Наверное, они выглядели идиотами. Манин отец засмеялся, прикрыл губы и нос стаканом.

Васька и Оноре стали за что-то извиняться, толкаясь и торопясь. Манин отец попрощался с ними:

— Счастливо, славяне.

Они шумно сбежали по вонючей лестнице. Маня говорила, что квартира у них деленная: передняя часть с парадным входом досталась старшему брату отца — строевому моряку.

Темный двор, заставленный поленницами, был похож на пакгауз в чистилище: стены в темноте растворились — окна висели рядами, как светящиеся пакеты с душами, приготовленными для отправки в рай. Казалось, они сейчас дрогнут и вознесутся один за другим слева направо с нежными звуками неземной радости.

Где-то под крышей захрипело, зашипело, загрохотало, и во двор медной лентой полезло танго "Утомленное солнце".

Васька сплюнул. Сказал:

— Так бы и врезал по губам.

— Кому?

— Мане, кому же? Выворачивается перед отцом. В Павловск, видите ли, на мамочкину могилку плакать ездит. Отрастила задницу, безутешная.
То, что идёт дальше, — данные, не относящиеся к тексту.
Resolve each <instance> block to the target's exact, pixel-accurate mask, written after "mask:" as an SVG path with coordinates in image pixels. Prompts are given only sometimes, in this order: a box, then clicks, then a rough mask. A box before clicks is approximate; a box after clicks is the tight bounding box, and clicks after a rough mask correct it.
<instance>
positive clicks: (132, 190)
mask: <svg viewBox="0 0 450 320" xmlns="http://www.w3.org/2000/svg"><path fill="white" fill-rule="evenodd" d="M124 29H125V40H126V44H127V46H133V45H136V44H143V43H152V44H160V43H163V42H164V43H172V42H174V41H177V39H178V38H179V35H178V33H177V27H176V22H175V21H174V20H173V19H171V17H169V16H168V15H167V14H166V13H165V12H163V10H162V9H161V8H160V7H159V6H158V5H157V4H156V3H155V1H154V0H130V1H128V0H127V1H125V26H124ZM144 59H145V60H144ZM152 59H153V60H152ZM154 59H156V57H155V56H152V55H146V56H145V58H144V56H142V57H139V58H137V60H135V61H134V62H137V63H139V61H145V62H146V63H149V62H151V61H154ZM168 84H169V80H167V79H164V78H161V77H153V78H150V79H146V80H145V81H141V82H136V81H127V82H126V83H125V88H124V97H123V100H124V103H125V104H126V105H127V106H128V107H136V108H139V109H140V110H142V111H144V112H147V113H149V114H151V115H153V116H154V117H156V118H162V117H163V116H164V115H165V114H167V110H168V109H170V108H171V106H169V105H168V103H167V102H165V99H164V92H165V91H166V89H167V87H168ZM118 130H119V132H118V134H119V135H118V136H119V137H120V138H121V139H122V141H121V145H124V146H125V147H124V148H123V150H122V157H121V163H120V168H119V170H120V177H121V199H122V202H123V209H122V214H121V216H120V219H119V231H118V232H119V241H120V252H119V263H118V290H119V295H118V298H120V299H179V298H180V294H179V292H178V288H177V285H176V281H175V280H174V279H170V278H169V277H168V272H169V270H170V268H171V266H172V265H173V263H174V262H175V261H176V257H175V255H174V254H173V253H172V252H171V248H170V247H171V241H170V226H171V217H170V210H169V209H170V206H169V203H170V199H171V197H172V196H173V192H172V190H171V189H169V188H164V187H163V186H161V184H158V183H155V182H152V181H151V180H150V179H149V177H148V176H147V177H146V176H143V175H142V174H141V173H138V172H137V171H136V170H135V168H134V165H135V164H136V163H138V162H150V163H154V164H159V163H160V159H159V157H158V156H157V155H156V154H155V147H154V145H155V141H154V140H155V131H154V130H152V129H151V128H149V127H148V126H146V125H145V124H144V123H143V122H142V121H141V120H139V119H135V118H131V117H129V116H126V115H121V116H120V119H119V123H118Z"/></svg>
Наверно, и мать у нее была истеричка. Ты мне скажи — что на нее накатило?

Оноре заострился профилем, но тут же отмяк.

— Я с нею дружу. Ты с нею дружишь. А матрос один молодой полюбил ее горячо. Она забеременела. И он привез ей мешок картошки: мол, хочешь — сама ешь, хочешь — продай и сделай аборт. Мы, говорит, матросы, всегда можем войти в положение.

Васька захохотал сухо — так собаки кашляют.

— Ты-то откуда знаешь?

— Я живу в одном доме с ее двоюродной сестрой. Тоже дружим.
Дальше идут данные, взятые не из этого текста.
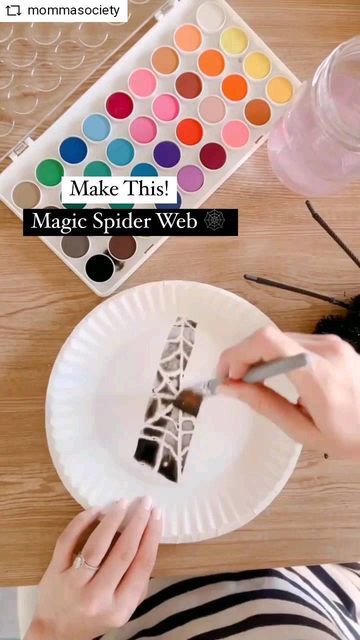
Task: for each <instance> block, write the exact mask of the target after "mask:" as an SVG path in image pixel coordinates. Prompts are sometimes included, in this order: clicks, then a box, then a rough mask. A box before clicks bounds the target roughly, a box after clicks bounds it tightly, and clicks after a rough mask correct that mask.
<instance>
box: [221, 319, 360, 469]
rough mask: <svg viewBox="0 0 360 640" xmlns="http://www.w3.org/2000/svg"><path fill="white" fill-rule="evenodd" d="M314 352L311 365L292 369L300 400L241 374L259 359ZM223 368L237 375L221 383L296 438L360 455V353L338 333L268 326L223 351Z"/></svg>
mask: <svg viewBox="0 0 360 640" xmlns="http://www.w3.org/2000/svg"><path fill="white" fill-rule="evenodd" d="M302 351H307V352H308V353H310V354H311V363H310V366H308V367H304V368H303V369H298V370H297V371H293V372H291V373H289V374H288V377H289V378H290V380H291V381H292V382H293V384H294V385H295V387H296V389H297V391H298V393H299V396H300V398H299V401H298V403H297V404H296V405H294V404H292V403H291V402H289V401H288V400H286V399H285V398H283V397H282V396H281V395H279V394H278V393H275V391H272V390H271V389H269V388H268V387H266V386H265V385H263V384H246V383H244V382H235V381H236V380H240V379H241V378H242V376H243V375H244V373H245V372H246V371H247V369H248V368H249V366H250V365H252V364H254V363H256V362H258V361H259V360H264V361H267V360H272V359H274V358H280V357H284V356H292V355H295V354H297V353H300V352H302ZM218 374H219V376H222V377H229V378H231V379H232V380H233V381H229V383H228V384H226V385H223V386H221V387H220V388H219V390H218V391H219V392H220V393H225V394H227V395H231V396H234V397H236V398H239V399H240V400H243V401H244V402H246V403H247V404H248V405H250V406H251V407H252V408H253V409H254V410H255V411H257V412H258V413H261V414H263V415H264V416H266V417H267V418H269V420H271V421H272V422H274V423H275V424H277V425H278V426H279V427H281V429H283V430H284V431H285V432H286V433H287V434H288V435H289V436H291V437H292V438H293V439H294V440H296V441H297V442H301V443H303V444H304V445H306V446H308V447H311V448H314V449H318V450H320V451H323V452H326V453H329V454H332V455H334V456H342V457H349V458H350V457H356V456H358V457H360V356H359V355H358V354H357V353H356V351H355V350H354V349H353V348H352V347H351V346H350V345H349V344H347V343H346V342H344V341H343V340H341V339H340V338H338V337H337V336H333V335H320V336H316V335H305V334H296V333H282V332H281V331H280V330H279V329H277V328H275V327H273V326H268V327H266V328H264V329H261V330H260V331H257V332H256V333H254V334H253V335H252V336H250V337H249V338H247V339H246V340H244V342H242V343H241V344H239V345H236V346H234V347H232V348H230V349H227V350H226V351H224V353H223V354H222V356H221V358H220V361H219V365H218Z"/></svg>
Вышли на набережную Фонтанки. Трамваи шли по Аничкову мосту, потрескивали искрами, как будто небо было быстровращающимся наждаком и они затачивали на нем свои дуги.
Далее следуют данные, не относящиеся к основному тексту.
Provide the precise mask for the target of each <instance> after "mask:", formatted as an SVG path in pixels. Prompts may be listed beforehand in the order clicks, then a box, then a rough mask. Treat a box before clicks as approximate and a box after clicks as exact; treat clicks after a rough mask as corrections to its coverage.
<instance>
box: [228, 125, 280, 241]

— С Маней я столкнулся здесь, у моста. Она перелезала через перила. Кусалась. И царапалась тоже. Синяк мне под глаз поставила — мол, имеется у человека свобода воли и подите вон, будьте любезны. И не мешайте человеку топиться там, где ему приятно. Выяснилось заодно, что когда-то в детстве мы были знакомы. Как она хохотала... Моей маме нравилось водить меня в гости к образованным людям. В гостях я читал собственные стихотворения. Тогда мода на вундеркиндов была — рука на отлете, костюмчик бархатный с бантом, перламутровые пуговички, белые чулки и лаковые туфли. Маня чуть не задохнулась, когда все это вспомнила. Белые чулки, ты только представь себе. Я читал стихи об Икаре. Я говорил, что Икар был маленьким мальчиком. Ведь только молодым отцам придет в голову мастерить крылья. Тут все дело в отцах. Меня Маршаку показывали. Хвалил. — Оноре провел ладонью по влажным перилам, потом влажными ладонями провел по лицу. — Теперь Маня в тепле. Теперь за нею ухаживают. Теперь ее и взаправду будут любить. Я думаю, мать не любила ее. Так, обнимала, целовала, говорила: "Мы, доченька, одни в целом свете". Но под этим "мы" подразумевала только себя. Тебе приходилось чувствовать это самое "мы"? Как миллион сердец, и так жарко...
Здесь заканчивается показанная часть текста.